D’autres diront que c’est une épreuve.

Permettez-moi de dire qu’elle est un éveil à la vie.

Avec la lettre de saint Pierre, nous pourrions même penser qu’elle est un devoir : « Vous devez toujours être prêts à vous expliquer devant tous ceux qui vous demandent de rendre compte de l’espérance qui est en vous. » (P 3, 16)

Mais tout comme dans l’Evangile Jésus fait comprendre que le respect des commandements vient comme une évidence à celui qui aime1, la lettre de saint Pierre fait comprendre que témoigner de son espérance découle comme une évidence chez celui qui espère.

Ne pensez-vous pas que

« rendre compte de l’espérance qui est en nous »

pourrait être une caractéristique prioritaire de notre vie chrétienne ?

Si je m’interrogeais :

« Y a-t-il, en moi, quelque chose que je crois pouvoir nommer « Espérance »? »

Et si, au-delà de tout classement trop restrictif ou trop institutionnel (c’est-à-dire au-delà des seules confessions, sensibilités et divergences de vues), je considérais les autres chrétiens en faisant priorité à ce critère : « Quelle espérance l’anime ? »

Et ce critère a une vertu : il est grand, il est large, il est profond.

C’est-à-dire qu’il commence à nous rendre bienveillants pour l’humanité entière. Il fait de nous des chercheurs « d’espérants », ce qui, avouez-le, est mieux que d’être des chercheurs d’embrouilles, des éternels dépités ou des critiqueurs chroniques.

Je suppose que si le pape François est parti en Terre Sainte, ces jours-ci, c’est bien parce qu’il compte permettre aux uns et aux autres de rendre compte de leur espérance et qu’il voulait dire la sienne.

Dans un des films projetés pendant le festival de Cannes (« Mommy » – Maman -, qui a reçu le prix du jury en ce 67e Festival), une réplique m’a fait penser à la lettre de saint Pierre. C’est celle d’une mère dans une situation familiale et sociale chaotique. Du bord du gouffre, elle crie comme un appel : « Les gens disent qu’il n’y a pas d’espoir, mais je crois qu’il y a beaucoup d’espoirs, dans le monde » Espoirs, au pluriel.

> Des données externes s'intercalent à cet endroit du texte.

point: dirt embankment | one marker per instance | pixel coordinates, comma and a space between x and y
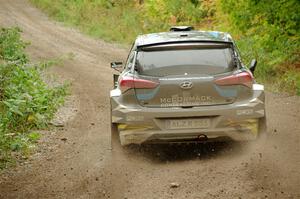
75, 161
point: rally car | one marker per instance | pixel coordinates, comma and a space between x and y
186, 86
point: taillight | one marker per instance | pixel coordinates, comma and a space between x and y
243, 78
131, 82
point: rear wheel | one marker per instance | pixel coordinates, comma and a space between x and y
262, 128
115, 140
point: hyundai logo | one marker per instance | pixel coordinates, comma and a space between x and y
186, 85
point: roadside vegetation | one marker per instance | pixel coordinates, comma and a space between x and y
27, 103
266, 30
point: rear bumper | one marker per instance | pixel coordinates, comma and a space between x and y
238, 121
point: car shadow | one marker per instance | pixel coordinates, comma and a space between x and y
182, 152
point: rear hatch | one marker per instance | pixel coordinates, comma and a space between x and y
185, 75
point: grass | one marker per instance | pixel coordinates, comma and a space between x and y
27, 103
121, 21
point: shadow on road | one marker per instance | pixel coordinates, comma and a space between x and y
182, 152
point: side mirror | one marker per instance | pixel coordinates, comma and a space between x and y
253, 65
116, 65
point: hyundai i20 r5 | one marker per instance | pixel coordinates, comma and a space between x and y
183, 86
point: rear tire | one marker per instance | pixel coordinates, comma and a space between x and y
115, 139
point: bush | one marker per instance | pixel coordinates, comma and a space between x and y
27, 103
266, 30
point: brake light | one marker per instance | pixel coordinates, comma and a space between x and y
127, 83
243, 78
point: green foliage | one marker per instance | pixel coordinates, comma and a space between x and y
265, 30
270, 32
26, 102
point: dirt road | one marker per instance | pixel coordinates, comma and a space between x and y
76, 161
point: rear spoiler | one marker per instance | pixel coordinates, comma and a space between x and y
178, 44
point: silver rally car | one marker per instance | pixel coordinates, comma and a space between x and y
186, 86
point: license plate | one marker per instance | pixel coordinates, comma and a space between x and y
187, 124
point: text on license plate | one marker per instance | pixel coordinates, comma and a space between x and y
187, 123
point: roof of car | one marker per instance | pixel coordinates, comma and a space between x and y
182, 36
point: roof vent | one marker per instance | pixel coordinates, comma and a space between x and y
181, 28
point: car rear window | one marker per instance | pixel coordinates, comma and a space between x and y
168, 61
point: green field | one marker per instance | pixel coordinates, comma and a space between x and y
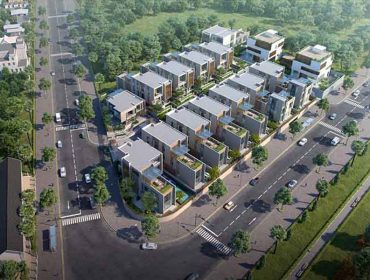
277, 265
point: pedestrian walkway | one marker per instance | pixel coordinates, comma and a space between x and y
81, 219
216, 243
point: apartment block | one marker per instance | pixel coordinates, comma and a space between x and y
234, 136
312, 62
203, 65
176, 160
13, 54
225, 36
150, 86
267, 45
272, 73
223, 55
280, 106
197, 128
125, 106
144, 165
301, 89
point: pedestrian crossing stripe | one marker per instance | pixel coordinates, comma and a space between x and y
81, 219
211, 239
331, 127
353, 103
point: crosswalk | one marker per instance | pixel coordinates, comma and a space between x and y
353, 103
331, 127
211, 239
80, 219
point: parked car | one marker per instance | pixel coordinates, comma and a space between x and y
230, 206
292, 183
302, 142
149, 246
332, 116
87, 178
62, 172
254, 181
59, 144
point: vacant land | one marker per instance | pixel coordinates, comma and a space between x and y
302, 234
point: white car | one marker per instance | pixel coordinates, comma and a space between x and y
62, 172
87, 178
302, 142
149, 246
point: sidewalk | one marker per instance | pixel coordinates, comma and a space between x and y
331, 229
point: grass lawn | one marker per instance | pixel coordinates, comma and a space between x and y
303, 234
343, 244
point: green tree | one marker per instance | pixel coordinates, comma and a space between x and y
217, 189
101, 194
240, 242
322, 186
320, 160
295, 127
149, 201
278, 233
358, 147
283, 196
324, 105
48, 154
47, 198
99, 175
86, 108
259, 155
150, 226
350, 129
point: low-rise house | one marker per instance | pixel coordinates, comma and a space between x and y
144, 165
197, 128
225, 36
204, 65
176, 159
312, 62
301, 89
223, 55
219, 115
280, 106
272, 73
267, 45
150, 86
13, 54
125, 106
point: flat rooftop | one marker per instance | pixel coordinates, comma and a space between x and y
196, 57
269, 36
123, 100
268, 67
216, 47
229, 92
188, 118
316, 52
150, 79
210, 105
248, 80
165, 133
174, 67
139, 154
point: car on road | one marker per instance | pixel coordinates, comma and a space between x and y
59, 144
149, 246
254, 181
356, 93
292, 183
230, 206
332, 116
62, 172
87, 178
302, 142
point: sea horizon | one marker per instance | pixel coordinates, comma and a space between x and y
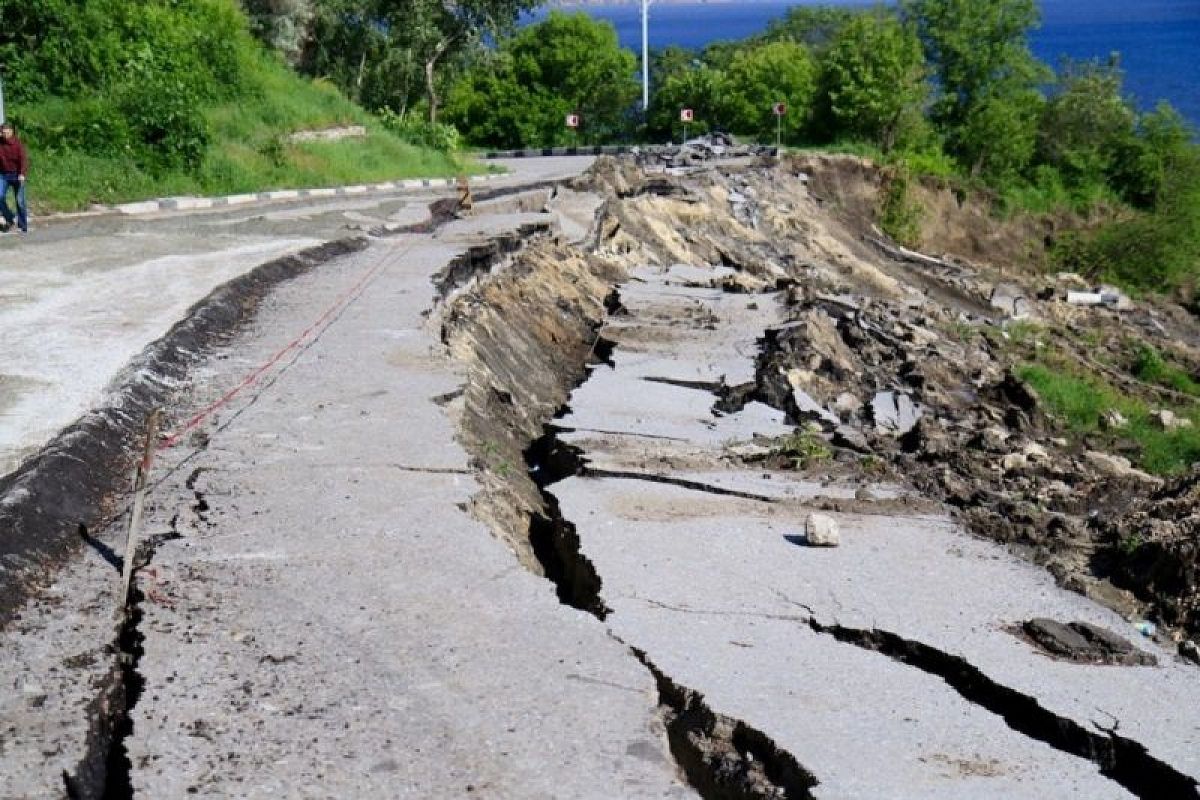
1157, 40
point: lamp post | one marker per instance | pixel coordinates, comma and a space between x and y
646, 55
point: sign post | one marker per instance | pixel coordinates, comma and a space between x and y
687, 115
646, 58
779, 109
573, 121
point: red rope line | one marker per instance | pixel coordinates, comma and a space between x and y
250, 379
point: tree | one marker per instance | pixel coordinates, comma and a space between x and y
379, 50
762, 76
815, 26
564, 64
699, 88
875, 79
1087, 124
985, 76
281, 24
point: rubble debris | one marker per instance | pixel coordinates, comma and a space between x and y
1107, 296
1168, 420
894, 413
1117, 467
1012, 300
821, 530
1085, 643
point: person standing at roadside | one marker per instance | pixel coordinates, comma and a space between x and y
13, 169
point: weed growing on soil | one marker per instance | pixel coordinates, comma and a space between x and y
1081, 400
1152, 367
804, 449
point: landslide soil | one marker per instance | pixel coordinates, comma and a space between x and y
869, 317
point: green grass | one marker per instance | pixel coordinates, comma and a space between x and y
249, 151
1080, 401
1153, 368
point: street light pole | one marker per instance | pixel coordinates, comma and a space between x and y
646, 55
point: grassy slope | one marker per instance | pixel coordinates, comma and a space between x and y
249, 154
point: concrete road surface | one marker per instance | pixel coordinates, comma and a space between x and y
82, 296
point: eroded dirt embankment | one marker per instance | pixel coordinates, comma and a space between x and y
892, 367
893, 364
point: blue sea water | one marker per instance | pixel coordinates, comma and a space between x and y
1158, 40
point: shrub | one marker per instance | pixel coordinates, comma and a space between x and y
435, 136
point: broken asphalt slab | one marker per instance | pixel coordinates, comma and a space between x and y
322, 619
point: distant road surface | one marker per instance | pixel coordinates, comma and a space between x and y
81, 298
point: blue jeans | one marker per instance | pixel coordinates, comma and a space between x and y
18, 187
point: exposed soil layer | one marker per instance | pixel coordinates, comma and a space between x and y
915, 364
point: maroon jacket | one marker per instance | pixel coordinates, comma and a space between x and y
13, 158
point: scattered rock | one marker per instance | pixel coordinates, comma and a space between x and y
1169, 420
1011, 299
1014, 462
821, 530
846, 404
894, 413
1117, 467
1113, 420
1036, 453
1072, 280
1085, 643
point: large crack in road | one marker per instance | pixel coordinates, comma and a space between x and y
345, 588
617, 423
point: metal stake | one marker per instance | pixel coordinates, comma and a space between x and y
139, 495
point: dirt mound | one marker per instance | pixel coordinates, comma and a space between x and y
1155, 551
919, 365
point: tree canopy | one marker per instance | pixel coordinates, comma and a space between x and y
567, 64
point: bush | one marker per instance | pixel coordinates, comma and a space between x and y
435, 136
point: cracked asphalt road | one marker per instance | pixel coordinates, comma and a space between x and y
81, 296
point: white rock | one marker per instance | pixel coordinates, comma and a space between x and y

« Vous aurez à rendre compte de l’espérance qui est en vous »,

dit la lettre de saint Pierre.

1 Jn 14, 16 « si vous m’aimez, vous resterez fidèles à mes commandements »

Ce critère ne marque-t-il pas profondément nos vies, frères et sœurs, nos paroles, nos activités humaines ?

Et n’est-il pas essentiel ici, à Cannes, en ce festival du cinéma ou beaucoup de gens sont là, avant tout, pour critiquer des films ?

Il y en a dont c’est même la mission et notamment le jury œcuménique présent ici.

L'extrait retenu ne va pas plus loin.